Newborn Hospital Visits

Our relationship begins when we visit you and your baby in the hospital

Congratulations, you have a new little bundle of joy! If you’re like most parents, you’ll have lots of questions during these first few days, especially concerning your baby’s development. That’s why we’re here — not only to check your baby’s vital signs, color, weight and progress, but also to give you peace of mind. Even before you leave the hospital, at Westchester Health Pediatrics we’re here for you every step of the way.

7 things you can expect from our newborn hospital visits

To make sure your baby is healthy and progressing well, we perform the following actions while you and your baby are still in the hospital:

1. We visit you and your baby every day you’re in the hospital
At Westchester Health Pediatrics, it’s very important to us to make sure that your baby’s first few days are healthy ones. That’s why we’ll check your baby’s progress every day you’re in the hospital — typically 2 days for a vaginal birth, 3 days for a Caesarean section.

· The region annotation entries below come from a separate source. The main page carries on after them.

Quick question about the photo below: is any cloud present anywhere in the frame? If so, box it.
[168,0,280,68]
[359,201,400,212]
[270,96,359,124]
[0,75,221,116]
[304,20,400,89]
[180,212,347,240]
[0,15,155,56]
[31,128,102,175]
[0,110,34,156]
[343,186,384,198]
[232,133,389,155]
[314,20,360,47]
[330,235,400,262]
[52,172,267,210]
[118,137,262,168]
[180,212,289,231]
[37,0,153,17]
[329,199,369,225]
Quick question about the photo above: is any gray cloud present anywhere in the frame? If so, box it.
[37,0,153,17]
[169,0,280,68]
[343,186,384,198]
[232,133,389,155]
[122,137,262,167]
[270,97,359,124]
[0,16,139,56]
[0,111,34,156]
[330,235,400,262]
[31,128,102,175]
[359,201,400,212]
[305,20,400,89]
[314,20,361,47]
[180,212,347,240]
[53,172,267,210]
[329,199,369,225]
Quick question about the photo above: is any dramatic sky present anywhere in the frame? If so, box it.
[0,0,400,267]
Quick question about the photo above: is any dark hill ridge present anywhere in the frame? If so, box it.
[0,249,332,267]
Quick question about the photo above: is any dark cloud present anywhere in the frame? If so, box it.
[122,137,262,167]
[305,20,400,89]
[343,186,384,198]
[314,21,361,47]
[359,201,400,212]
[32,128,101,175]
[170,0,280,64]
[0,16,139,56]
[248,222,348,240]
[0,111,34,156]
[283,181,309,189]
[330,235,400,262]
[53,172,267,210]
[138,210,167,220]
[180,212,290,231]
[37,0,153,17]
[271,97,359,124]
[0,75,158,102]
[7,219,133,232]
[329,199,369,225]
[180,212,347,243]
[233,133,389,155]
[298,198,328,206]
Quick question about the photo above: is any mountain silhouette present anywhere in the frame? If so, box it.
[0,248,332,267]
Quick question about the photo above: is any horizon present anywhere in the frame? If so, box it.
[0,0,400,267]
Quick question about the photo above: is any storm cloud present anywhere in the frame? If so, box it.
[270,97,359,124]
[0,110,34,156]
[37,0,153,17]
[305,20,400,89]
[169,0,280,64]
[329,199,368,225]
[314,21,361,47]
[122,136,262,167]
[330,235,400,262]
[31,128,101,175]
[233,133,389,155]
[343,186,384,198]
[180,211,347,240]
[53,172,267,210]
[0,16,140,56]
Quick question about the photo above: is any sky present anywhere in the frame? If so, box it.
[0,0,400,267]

2. We check color, weight and length
An average full-term baby weighs between 6 and 9 pounds and measures between 18 and 21 inches long. (Note: babies can be born outside these average guidelines and still be completely healthy.) All newborns will lose some weight in their first 5-7 days of life (5% weight loss for a formula-fed newborn, 7%-10% loss for a breastfed one). If we feel your baby is losing too much weight, we’ll advise you about how much and how often you’re feeding your newborn to ensure he/she regains the weight properly. Regarding color, it’s important to monitor your baby for a yellow coloring of the skin called jaundice.

3. We check on how breastfeeding or formula feeding is going
Many of our new parents worry about whether their newborn is eating enough. With bottle feeding, it’s easy to tell; at the end of a feeding, you can clearly see how much formula your baby has taken in. With breastfeeding, it’s a little trickier, and we’ll go over ways to determine if your baby is feeding properly. Whether feeding by breast or bottle, monitoring the number of wet and poopy diapers your baby is producing (optimal: 4-5 per day) is also a good way to tell if he/she is getting enough nutrition.

4. If you’re having trouble with breastfeeding, we can help
For a lot of moms, breastfeeding can be tough. But rest assured, we can help. We have a number of certified lactation specialists who can personally work with you and your baby so that breastfeeding becomes a positive, successful experience for both of you.

5. We check the shape of your baby’s head
Because of pressure during a vaginal birth, your baby’s head may be temporarily misshapen. Don’t worry: normal head shape usually returns by the end of your baby’s first week. (Babies delivered by Caesarean usually don’t have as much head flattening.)

6. We set the appointment for your first office visit
To continue to make sure your baby is progressing well and thriving, we’ll make an appointment for your newborn’s first well-baby visit in our office within 48 hours of your being discharged from the hospital.

7. We answer all your questions and address your concerns
As well as paying attention to your baby’s progress, the newborn hospital visit is also a good time to pay attention to you! We welcome any questions or concerns you may have, including something you’ve noticed, such as a rash, cradle cap (baby dandruff) or baby acne. All of our pediatricians have years of experience with many, many babies and are ready to ease your mind with soothing, practical advice and guidance.